Yes, it feels like I am not using the loop efficiently, as I am calling `Ai[1] = Amat[i, 1]` at the beginning, and then reversing it at the end with `Amat[i, 1] = Ai[1]`.

I tried `views`, but it seems that I cannot assign a `view` to be an element of a vector, so I’d have to bind those `views` to variables that I then have to compose into a vector, which is again not allowed.

Uh?
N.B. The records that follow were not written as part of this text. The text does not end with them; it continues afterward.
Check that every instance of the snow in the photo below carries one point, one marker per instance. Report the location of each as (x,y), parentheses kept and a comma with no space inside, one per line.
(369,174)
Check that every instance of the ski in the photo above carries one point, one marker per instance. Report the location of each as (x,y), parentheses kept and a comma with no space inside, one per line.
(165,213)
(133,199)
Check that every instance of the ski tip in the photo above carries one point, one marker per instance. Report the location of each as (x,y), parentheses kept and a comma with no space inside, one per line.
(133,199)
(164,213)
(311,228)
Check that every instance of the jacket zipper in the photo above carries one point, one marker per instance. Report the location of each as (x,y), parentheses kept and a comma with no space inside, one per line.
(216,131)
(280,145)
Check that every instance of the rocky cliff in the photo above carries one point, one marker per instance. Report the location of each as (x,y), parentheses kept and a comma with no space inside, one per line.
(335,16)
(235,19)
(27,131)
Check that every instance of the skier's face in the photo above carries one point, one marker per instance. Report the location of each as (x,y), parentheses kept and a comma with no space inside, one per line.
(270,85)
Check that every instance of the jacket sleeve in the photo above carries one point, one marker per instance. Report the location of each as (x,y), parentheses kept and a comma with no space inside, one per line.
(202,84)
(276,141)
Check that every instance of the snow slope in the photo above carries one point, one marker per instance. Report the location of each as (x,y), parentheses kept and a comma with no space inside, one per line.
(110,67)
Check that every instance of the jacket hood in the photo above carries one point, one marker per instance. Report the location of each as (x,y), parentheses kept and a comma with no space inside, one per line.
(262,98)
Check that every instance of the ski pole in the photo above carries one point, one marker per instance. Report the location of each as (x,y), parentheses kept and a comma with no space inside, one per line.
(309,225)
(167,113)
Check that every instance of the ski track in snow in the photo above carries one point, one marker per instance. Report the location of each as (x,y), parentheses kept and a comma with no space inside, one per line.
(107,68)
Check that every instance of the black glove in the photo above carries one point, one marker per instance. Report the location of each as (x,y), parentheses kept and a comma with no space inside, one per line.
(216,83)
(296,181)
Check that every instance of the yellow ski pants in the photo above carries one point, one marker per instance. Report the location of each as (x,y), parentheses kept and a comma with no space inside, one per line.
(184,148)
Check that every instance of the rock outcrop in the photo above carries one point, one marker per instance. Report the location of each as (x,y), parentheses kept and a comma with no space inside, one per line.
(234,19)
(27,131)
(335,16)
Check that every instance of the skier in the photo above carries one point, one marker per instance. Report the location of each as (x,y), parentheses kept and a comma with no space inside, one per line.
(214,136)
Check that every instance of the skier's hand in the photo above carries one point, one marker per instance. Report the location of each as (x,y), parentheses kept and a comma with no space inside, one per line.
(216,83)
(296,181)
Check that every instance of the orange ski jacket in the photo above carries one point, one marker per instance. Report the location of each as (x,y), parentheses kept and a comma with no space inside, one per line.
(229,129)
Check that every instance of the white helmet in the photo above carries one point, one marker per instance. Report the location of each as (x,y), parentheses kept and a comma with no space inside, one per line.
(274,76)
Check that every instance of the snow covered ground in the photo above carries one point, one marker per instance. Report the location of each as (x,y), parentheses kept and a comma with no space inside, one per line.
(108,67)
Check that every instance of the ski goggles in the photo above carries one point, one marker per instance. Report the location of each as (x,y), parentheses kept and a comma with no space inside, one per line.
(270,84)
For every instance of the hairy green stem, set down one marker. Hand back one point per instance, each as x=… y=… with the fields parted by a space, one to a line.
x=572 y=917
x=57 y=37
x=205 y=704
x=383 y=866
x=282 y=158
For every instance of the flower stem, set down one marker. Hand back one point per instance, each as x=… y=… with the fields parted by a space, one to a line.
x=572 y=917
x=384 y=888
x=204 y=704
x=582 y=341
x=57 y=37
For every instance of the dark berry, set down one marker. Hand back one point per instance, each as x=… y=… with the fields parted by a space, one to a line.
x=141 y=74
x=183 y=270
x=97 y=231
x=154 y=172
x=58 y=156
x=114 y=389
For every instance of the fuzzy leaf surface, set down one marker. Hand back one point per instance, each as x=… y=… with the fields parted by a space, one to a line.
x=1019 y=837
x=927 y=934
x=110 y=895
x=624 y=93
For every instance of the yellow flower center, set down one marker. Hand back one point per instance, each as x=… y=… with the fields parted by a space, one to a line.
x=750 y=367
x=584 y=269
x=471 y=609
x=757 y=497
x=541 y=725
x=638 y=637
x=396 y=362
Sure you can, the vector just has to be able to accept those views, i.e. its element type has to match the type of the view. In the case of a view, this is `SubArray`, which is an `AbstractArray` (or an `AbstractVector`, depending on the dimensionality of the view):

``````julia> v = AbstractVector[[1],[2],[3]]
3-element Vector{AbstractVector}:
[1]
[2]
[3]

julia> v[1] = view(v[2], 1:1)
1-element view(::Vector{Int64}, 1:1) with eltype Int64:
2

julia> v
3-element Vector{AbstractVector}:
[2]
[2]
[3]

julia> typeof(v[1])
SubArray{Int64, 1, Vector{Int64}, Tuple{UnitRange{Int64}}, true}

julia> typeof(v[1]) |> supertype
AbstractVector{Int64} (alias for AbstractArray{Int64, 1})
``````

If you have a `Matrix` though, you can’t just set a single element equal to a vector (unless the elementtype of that `Matrix` is a vector as well, of course) - you’ll have to set the whole subset/column/row (and the shapes have to match, i.e. you can’t set a 2x3 matrix equal to an 3x2 matrix).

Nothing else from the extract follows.